Gilliam also admires Willis' work. "I've seen the film, what, fifty or sixty times? The more I watch, the more impressed I am with Bruce. He's so understated. There's a lot of people who don't like Bruce because of all the macho, smart-ass films he does. My big fear was that I thought people who would really like this film won't go because it's got Bruce and Brad in it, they'll think it's that kind of film. And the people who go to see Bruce and Brad will be disappointed because it's this kind of film. I'm dying for it to open and see what the reality is!" Gilliam giggles, then resumes his earlier train of thought. "We're just surrounded by this stuff. Of all this information that surrounds us, what bits are important, what applies to me, which can I ignore? And nobody's really certain, so you're kind of nervous the whole time. That key bit, the answer, the meaning of life might have—fweep!—gone by when you weren't looking. I think instead of informing us it's turned us into even more neurotic people. Mobile phones! In the past, when you rented a car, you couldn't contact the known world from that car. So what you wind up doing, of course, is calling friends, whatever, then the phone conversation is constantly interrupted by bad connections or you're under a bridge. So then you become more neurotic wondering what you lost in the conversation. Before, driving a car was just one of the great things, you were free."
On the median, an O'Hare-bound train thunders past. I mention how Gilliam's use of contemporary, rundown Philadelphia locations is reminiscent of Godard's Alphaville. "Christ! Alphaville is so simple," Gilliam says. "But Godard caught an atmosphere with no money. I admire that film tremendously. I wish I could be that restrained and restricted." But 12 Monkeys is a more complex film. "Not that you would know it from the questions I get. 'Is it a hopeful ending, Terry?' I get asked.
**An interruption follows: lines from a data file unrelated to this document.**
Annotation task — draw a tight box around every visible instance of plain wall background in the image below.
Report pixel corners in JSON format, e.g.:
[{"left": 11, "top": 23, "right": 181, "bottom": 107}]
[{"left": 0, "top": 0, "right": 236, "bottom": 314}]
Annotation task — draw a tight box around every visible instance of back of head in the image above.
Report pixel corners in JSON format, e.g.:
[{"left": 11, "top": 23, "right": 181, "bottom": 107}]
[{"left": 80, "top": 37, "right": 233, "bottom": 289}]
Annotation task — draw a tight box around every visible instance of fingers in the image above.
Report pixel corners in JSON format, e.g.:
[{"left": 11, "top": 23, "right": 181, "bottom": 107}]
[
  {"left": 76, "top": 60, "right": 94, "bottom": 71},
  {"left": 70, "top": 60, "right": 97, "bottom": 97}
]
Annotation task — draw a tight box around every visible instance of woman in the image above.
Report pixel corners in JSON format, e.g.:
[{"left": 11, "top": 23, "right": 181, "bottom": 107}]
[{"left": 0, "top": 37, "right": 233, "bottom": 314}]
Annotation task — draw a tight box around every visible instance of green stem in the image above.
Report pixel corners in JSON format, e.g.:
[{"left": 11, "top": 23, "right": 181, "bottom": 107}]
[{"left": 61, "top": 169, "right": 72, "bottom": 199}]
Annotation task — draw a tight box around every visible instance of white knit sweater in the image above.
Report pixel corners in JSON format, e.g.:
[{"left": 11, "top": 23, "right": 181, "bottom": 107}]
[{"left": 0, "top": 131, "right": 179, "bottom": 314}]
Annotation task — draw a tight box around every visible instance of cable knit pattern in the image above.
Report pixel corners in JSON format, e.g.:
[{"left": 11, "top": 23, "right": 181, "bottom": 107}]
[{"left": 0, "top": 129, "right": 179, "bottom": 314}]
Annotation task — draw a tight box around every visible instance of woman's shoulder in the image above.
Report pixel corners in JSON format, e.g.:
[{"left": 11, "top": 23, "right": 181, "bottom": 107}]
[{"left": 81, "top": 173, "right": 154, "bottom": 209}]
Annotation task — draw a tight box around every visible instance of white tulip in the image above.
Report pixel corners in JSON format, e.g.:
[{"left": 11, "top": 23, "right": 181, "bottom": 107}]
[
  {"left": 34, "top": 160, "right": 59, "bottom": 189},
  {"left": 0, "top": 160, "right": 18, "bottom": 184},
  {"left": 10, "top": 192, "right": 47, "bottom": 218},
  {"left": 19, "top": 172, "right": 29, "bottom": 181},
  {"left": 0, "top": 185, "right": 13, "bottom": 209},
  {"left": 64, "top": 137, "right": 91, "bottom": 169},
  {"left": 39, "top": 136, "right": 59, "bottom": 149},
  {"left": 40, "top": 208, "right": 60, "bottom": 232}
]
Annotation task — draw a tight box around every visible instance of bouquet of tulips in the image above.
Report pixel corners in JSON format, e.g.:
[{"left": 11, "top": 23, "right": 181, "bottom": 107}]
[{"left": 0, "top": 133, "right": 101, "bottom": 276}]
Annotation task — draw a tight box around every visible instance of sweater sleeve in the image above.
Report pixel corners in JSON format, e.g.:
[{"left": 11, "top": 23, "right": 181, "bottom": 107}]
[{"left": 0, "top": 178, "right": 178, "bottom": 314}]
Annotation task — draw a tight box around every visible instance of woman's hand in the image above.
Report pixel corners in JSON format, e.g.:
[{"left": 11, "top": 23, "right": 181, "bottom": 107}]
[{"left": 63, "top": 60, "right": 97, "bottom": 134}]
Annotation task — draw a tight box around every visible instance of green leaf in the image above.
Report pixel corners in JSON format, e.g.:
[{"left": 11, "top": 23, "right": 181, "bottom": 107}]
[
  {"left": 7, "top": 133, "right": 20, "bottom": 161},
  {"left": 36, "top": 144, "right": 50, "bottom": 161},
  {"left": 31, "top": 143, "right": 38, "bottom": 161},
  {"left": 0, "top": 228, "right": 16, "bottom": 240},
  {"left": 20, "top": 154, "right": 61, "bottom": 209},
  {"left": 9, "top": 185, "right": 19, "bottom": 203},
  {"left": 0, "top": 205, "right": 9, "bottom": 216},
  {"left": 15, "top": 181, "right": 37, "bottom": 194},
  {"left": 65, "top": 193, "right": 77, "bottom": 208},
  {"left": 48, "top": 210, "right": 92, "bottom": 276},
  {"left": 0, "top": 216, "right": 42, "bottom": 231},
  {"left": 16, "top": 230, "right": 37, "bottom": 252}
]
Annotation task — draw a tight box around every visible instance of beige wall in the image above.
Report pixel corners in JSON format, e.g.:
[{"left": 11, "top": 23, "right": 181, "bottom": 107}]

What I think it is, is a transcendent ending, it's very beautiful. I get teary, it just gets me, there's something very beautiful that happens there. Oh it's a downer, oh it's a happy ending, that's the choice? That's how films have to end, it's binary, it's on or off? That's nonsense. That's the vocabulary you have to deal with in most stages of filmmaking, from studios to critics and interviews. It's so limited. I've got this whole world [we've constructed] to deal with and it's down to this? There are interviews where you talk about Brad and Bruce's butt. After all that effort, that's what we talk about?"
I suggest, "Ambiguity—is it good or evil?"
"Each one of us who makes movies has some kind of impact. Isn't that what It's a Wonderful Life is about?" Gilliam giggles. "There's something about the human spirit that seems so irrepressible no matter what you throw at it, that always astounds me, so in that sense, yeah, it's there. An awful lot of the time I get very depressed, but it doesn't matter. Life's a pretty good ride to go on, however bad or silly it gets," he says as the car pulls up to the curb. 

Published in another form in Newcity, 4 January 1996.